“This is all really interesting, but not really that helpful because the reality is that our clients treat us like their bitches”

This was the comment that finally unlocked the real conversation that we needed to have. The comment was made just after the morning tea break at a workshop I was facilitating at a professional services organisation. It was the moment that one brave (and very weary) Account Manager felt safe enough to choose courage over comfort.

We had spent the morning talking about the importance of understanding our belief-systems and how our beliefs drive our behaviours. We had discussed the latest insights from the science of well-being talking about the importance of; movement, sleep, nutrition, connection, focus and giving. No one in the room was disputing the huge body of evidence that confirms that our wellbeing underpins our performance. The vitality of leaders and employees had been well covered …but what about their sanity? 

Fortunately, when this comment finally cracked open the topic of sanity the CEO of the organisation was in the room. Even more fortunately the CEO was brave enough to have the conversation his leaders desperately wanted to have. It was a vital conversation about the sort of organisation they wanted to be. About how the CEO wanted his precious, smart and hard-working people to be treated. About whether their stated organisational values were really real. About how they defined success as an organisation.
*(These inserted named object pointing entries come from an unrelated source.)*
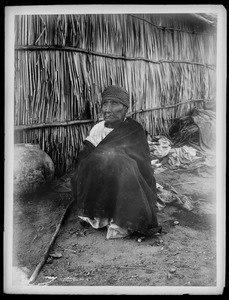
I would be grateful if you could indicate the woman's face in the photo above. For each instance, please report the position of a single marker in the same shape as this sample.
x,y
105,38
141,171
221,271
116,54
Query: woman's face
x,y
114,112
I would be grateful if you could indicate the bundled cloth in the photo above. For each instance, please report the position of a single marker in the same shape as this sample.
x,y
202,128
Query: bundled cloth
x,y
183,157
196,130
168,195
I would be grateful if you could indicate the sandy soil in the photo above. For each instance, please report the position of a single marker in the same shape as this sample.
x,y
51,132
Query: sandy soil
x,y
183,255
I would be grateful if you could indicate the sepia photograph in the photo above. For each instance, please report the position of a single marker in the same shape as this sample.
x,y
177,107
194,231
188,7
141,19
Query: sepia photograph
x,y
115,149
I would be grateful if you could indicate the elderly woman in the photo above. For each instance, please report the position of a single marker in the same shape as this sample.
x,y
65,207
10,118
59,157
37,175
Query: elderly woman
x,y
113,184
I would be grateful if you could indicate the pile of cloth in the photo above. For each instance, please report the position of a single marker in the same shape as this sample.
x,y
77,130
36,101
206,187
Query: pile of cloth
x,y
191,143
168,195
197,130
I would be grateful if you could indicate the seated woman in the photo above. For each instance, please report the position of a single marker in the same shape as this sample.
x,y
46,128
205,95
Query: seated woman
x,y
113,183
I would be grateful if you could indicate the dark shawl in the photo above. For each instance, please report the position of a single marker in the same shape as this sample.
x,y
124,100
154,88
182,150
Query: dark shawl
x,y
115,179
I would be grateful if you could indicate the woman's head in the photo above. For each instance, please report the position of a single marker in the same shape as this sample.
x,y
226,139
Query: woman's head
x,y
115,103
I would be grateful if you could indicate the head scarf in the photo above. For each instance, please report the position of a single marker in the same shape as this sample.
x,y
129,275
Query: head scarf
x,y
116,92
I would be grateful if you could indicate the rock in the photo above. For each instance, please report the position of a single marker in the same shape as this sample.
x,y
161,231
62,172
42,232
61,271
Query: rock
x,y
172,270
169,276
33,168
56,255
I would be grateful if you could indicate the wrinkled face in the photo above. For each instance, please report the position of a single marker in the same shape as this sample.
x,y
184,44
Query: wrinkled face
x,y
114,112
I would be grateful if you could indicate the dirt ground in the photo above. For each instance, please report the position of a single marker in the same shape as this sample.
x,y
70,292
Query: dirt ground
x,y
184,254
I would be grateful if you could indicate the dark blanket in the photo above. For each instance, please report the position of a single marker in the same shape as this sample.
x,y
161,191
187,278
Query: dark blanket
x,y
115,179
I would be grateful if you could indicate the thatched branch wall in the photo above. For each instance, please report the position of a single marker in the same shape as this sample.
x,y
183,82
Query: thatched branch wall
x,y
63,63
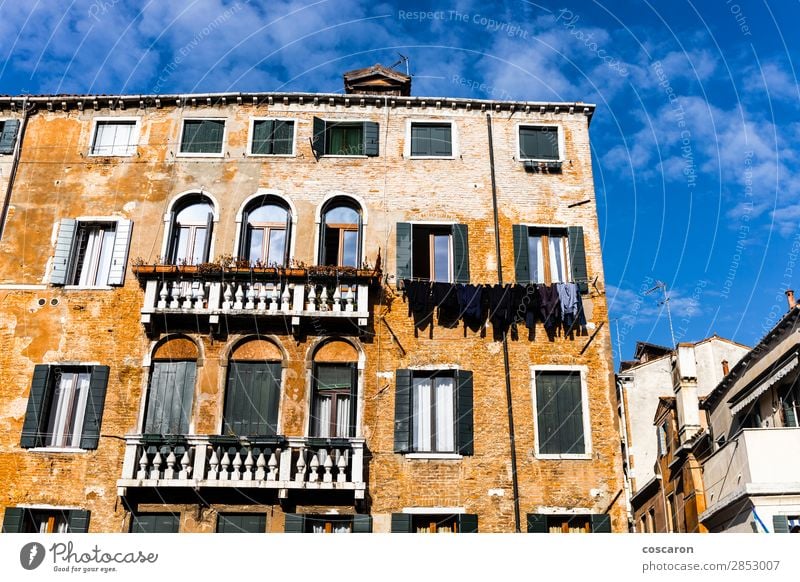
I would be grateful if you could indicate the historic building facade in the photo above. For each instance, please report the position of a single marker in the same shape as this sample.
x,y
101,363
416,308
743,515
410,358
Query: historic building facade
x,y
281,312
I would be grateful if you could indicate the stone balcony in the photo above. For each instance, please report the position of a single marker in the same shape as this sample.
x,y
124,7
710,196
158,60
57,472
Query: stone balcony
x,y
206,463
173,294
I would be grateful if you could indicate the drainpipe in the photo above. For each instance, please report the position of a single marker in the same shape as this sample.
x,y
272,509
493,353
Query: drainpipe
x,y
14,164
511,437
It was a conversation about the CEO’s need to step-up and make some tough decisions that ‘walked that talk’ of valuing the vitality and the sanity of his team. 

In the work I do, the moment I have just described is the ‘Eureka moment’. It is the moment when the 1000 kg invisible sacred cow that has been stomping around in people’s heads while I facilitate finally emerges. It is the moment when the conversation shifts from polite surface-level conversation into performance-breakthrough territory. It is why I do what I do.
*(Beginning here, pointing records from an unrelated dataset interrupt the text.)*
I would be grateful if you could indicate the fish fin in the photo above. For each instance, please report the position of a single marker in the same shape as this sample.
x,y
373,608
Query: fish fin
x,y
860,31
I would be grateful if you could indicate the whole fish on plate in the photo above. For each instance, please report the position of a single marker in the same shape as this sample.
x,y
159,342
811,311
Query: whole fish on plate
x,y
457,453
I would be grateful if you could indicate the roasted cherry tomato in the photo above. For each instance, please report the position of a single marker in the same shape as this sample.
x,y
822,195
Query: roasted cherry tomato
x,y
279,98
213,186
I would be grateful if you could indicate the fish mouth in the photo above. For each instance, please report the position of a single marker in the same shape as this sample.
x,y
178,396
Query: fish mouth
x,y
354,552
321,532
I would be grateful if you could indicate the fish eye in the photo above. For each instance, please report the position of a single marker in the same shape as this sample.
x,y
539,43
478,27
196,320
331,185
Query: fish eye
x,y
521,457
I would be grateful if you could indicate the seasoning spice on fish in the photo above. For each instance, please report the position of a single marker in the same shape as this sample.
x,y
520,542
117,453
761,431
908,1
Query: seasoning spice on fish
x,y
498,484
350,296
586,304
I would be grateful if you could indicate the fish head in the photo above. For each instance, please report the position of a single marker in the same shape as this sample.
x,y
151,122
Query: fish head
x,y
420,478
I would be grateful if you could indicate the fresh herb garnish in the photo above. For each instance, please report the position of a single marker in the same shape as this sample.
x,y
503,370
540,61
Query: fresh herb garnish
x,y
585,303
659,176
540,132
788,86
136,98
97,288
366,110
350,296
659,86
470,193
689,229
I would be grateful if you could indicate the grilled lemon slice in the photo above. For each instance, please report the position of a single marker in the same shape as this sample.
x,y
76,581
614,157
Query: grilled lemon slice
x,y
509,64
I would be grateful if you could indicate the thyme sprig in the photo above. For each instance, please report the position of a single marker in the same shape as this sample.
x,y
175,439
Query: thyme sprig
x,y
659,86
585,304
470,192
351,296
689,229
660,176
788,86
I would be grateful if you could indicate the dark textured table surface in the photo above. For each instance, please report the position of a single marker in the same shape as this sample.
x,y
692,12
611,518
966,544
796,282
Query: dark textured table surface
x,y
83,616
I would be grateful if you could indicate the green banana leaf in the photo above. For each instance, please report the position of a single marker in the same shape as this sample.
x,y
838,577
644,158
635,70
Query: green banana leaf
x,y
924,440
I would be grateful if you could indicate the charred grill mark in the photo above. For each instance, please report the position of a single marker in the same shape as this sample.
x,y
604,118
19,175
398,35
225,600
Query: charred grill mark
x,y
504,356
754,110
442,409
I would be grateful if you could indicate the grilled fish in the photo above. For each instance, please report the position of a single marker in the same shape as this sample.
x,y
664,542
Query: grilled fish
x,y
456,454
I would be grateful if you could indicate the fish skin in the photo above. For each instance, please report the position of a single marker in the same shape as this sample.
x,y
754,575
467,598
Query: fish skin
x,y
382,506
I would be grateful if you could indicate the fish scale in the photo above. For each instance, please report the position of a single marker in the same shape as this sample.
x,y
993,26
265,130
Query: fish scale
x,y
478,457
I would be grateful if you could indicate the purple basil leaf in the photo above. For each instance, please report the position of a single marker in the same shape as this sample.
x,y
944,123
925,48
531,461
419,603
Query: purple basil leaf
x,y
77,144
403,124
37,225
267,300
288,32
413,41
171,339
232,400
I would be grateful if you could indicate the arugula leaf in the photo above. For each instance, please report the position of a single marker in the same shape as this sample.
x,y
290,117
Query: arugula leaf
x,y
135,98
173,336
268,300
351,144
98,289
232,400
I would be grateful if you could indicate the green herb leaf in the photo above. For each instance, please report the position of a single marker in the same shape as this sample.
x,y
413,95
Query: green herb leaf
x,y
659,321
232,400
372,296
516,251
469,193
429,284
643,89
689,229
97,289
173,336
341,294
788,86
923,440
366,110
Sanity is “having soundness of judgement”. In her book Who Do We Choose to Be Margaret Wheatley said this about sane leadership:

“Sane leadership is the unshakeable faith in people’s capacity to be generous, creative and kind. It is the commitment to create the conditions for these capacities to blossom, protected from the external environment.  It is the deep knowing that, even in the most dire circumstances, more becomes possible as people engage together with compassion and discernment, self-determining their way forward.”

Anyone who has spent any time working in an organisation knows there we often encounter situations that can cause us to lose trust in our own judgement. Through my own lived experience, and in my work as a coach, I know of many situations when people find themselves feeling slightly (or severely) unhinged. Over the 30 years I have spent working in various organisations it has become abundantly clear that in order for leaders to skilfully and intentionally create thriving cultures that sustain strong performance they must be willing to lean into the hard conversations about the things that threaten their people’s sanity.

The sanity-threatening-forces that exist in organisations are usually well-known but very rarely discussed.  These forces might be referred to as “shadow values”, “social norms” or “unwritten ground-rules”.  No leader or organisation is immune to these sanity-threatening-forces. It might be a moment when the Unwritten Ground Rules make it clear that the stated organisational values are actually BS. It might be a power-play that slows down (or stops) good work, demoralises people or pulls the rug out from the benefits of an investment in employee wellbeing. It might be butt-covering, silo-creating, back-stabbing or mask-wearing behaviours. It could be blatant or subtle forms of humiliation and intimidation inflicted by leaders protecting their power. Perhaps it is leaders who constantly say one thing and then do something totally different.

The approach I take to help cultivate sanity and vitality in the workplace is inspired by the work of Arianna Huffington, Brene Brown, Barbara Fedrickson and the emerging work of Ash Buchanan.

Through her book ‘Thrive’, Arianna Huffington taught us about the importance of embedding well-being at the core of our definition of success to move beyond the redundant and dangerous belief that SUCCESS = MONEY + POWER.  

Brené Brown’s research has shown us what daring, whole-hearted leadership looks and feels like identifying sixteen specific fear-driven ‘armoured leadership’ behaviours that create suffering in the workplace. 

Dr Barbara Fredrickson’s research and book “Love 2.0” has redefined love and placed it at the heart of great leadership. “Love is that micro-moment of warmth and connection that you share with another living being.”

Ash Buchanan’s work is illuminating our opportunity evolve beyond the individualistic concept of a ‘Growth Mindset’ to focus instead on the success of the collective through a ‘Benefit Mindset’. “In a Benefit Mindset, we not only seek to fulfil our potential, but choose to do it in a way that contributes to the wellbeing of others and society as a whole.”

All of these pioneers have helped me to trust in my path of service and have inspired me to write my first book Self-Fidelity available in late 2020. I feel honoured to play a role in supporting courageous leaders to create workplaces where people and performance can truly thrive.